Quantum noise experiments reveal unusual liquidlike form of charge transport in “strange metals
In a groundbreaking study published in the journal Science, physicists at Rice University have discovered compelling evidence of exotic charge transport in a quantum material known as a “strange metal.” The research provides new insights into the nature of electricity flow in these materials, challenging conventional theories of quantized charge transport. By measuring quantum charge fluctuations, known as “shot noise,” the study reveals that charge in strange metals moves in a highly unusual liquidlike form, suggesting the presence of complex collective charge movement.
Exploring Quantum Critical Materials:
The experiments were conducted on nanoscale wires made of a quantum critical material with a precise composition of ytterbium, rhodium, and silicon (YbRh2Si2). This material has been extensively studied by solid-state physicist Silke Paschen at the Vienna University of Technology. Quantum critical materials exhibit unique temperature-dependent behaviors that differ significantly from those observed in normal metals like silver or gold. The high degree of quantum entanglement in these materials gives rise to their intriguing properties.
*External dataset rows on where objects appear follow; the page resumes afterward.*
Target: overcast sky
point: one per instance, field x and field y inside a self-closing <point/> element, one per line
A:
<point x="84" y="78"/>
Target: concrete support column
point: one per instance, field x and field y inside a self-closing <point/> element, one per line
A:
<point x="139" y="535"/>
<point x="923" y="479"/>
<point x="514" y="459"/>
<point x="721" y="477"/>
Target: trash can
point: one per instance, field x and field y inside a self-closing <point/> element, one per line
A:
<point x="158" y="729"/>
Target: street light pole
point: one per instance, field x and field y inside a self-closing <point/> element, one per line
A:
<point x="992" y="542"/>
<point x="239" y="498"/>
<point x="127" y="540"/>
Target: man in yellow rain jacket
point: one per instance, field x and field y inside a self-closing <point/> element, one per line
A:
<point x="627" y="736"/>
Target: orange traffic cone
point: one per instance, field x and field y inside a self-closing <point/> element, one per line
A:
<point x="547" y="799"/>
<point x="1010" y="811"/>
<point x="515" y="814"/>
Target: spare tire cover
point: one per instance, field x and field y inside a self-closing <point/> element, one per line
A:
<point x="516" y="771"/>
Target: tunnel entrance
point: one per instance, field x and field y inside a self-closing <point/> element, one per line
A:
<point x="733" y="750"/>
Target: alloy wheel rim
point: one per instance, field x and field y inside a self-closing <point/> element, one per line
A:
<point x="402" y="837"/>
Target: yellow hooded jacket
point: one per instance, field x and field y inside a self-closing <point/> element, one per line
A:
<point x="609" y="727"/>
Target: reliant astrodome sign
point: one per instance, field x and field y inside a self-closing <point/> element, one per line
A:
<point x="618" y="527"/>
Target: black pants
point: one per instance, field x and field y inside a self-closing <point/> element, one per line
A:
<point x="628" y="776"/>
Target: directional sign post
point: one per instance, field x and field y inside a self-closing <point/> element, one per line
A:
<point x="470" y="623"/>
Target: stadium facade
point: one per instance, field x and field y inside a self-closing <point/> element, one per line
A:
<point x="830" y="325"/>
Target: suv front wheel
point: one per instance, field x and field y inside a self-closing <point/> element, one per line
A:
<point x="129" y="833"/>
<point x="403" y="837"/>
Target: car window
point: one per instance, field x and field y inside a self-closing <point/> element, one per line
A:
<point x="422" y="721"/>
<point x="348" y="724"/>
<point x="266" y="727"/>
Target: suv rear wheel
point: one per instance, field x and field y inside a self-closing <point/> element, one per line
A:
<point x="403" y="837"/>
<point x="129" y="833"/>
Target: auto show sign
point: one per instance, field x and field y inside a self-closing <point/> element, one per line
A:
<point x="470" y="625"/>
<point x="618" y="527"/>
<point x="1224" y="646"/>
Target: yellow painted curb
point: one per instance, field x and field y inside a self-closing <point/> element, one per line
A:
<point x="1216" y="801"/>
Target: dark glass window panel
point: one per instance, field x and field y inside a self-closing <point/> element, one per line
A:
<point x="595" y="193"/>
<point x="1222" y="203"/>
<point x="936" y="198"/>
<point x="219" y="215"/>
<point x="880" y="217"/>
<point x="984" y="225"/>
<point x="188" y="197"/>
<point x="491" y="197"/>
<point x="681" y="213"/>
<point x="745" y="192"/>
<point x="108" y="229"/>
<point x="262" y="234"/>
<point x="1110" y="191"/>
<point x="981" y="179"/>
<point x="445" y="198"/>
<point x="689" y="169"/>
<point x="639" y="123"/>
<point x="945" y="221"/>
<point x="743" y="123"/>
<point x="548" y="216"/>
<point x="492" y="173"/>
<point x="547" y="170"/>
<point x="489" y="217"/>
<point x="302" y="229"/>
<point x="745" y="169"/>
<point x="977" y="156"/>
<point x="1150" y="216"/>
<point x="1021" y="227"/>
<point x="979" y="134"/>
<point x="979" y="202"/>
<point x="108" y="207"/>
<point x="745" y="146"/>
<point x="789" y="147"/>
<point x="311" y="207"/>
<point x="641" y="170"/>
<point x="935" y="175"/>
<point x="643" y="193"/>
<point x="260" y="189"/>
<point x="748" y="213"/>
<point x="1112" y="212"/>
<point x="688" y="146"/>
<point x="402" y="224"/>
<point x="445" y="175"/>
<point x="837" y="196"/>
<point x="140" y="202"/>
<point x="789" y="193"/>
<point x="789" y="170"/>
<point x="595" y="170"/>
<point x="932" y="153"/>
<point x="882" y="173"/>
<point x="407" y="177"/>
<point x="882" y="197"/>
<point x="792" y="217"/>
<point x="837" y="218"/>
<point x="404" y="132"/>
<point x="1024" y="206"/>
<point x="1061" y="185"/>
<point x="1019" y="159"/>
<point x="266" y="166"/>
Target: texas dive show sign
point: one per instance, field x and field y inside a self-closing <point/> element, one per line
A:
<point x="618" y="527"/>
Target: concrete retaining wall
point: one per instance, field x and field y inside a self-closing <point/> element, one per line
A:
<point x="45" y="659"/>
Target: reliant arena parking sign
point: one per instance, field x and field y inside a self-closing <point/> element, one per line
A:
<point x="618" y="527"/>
Challenging the Quasiparticle Picture:
In normal metals, charge is carried by quasiparticles, which are the result of countless interactions between electrons. However, theoretical studies have suggested that strange metals may not rely on quasiparticles for charge transport. The shot noise experiments conducted by Rice University researchers provided the first direct empirical evidence to test this idea. Shot noise measurements reveal the granularity of charge as it flows through a material, and the results showed that the noise in strange metals is significantly suppressed compared to ordinary wires.
Performing shot noise experiments on YbRh2Si2 crystals presented significant technical challenges. The experiments required samples of nanoscopic dimensions, which meant growing extremely thin yet perfectly crystalline films. After nearly a decade of hard work, Paschen and her collaborators at TU Wien successfully achieved this feat. The lead author of the study, Liyang Chen, then fashioned wires from these thin films that were about 5,000 times narrower than a human hair, ensuring the preservation of the material’s unique properties.
Theoretical Perspectives and Future Implications:
Rice University’s lead theorist, Qimiao Si, collaborated with Paschen and Douglas Natelson of Rice University to design the experiments. Si’s theory of quantum criticality, published in 2001, provided the framework for interpreting the results. Si’s calculations ruled out the existence of quasiparticles in strange metals, further supporting the experimental findings. The study’s authors believe that the low shot noise observed in YbRh2Si2 opens up new avenues for understanding the entanglement of charge carriers and other agents of quantum criticality. The broader question remains: could similar behavior be observed in other compounds that exhibit strange metal behavior?
The discovery of exotic charge transport in strange metals represents a significant breakthrough in the field of quantum materials. The suppressed shot noise observed in YbRh2Si2 provides compelling evidence that the traditional quasiparticle picture may not fully explain charge transport in these materials. The findings challenge our understanding of how charge moves collectively and calls for a reevaluation of the vocabulary used to describe these phenomena. As researchers continue to explore the nature of strange metals, the hope is to uncover the underlying principles that govern their unique behavior, which may have implications for a wide range of physical systems.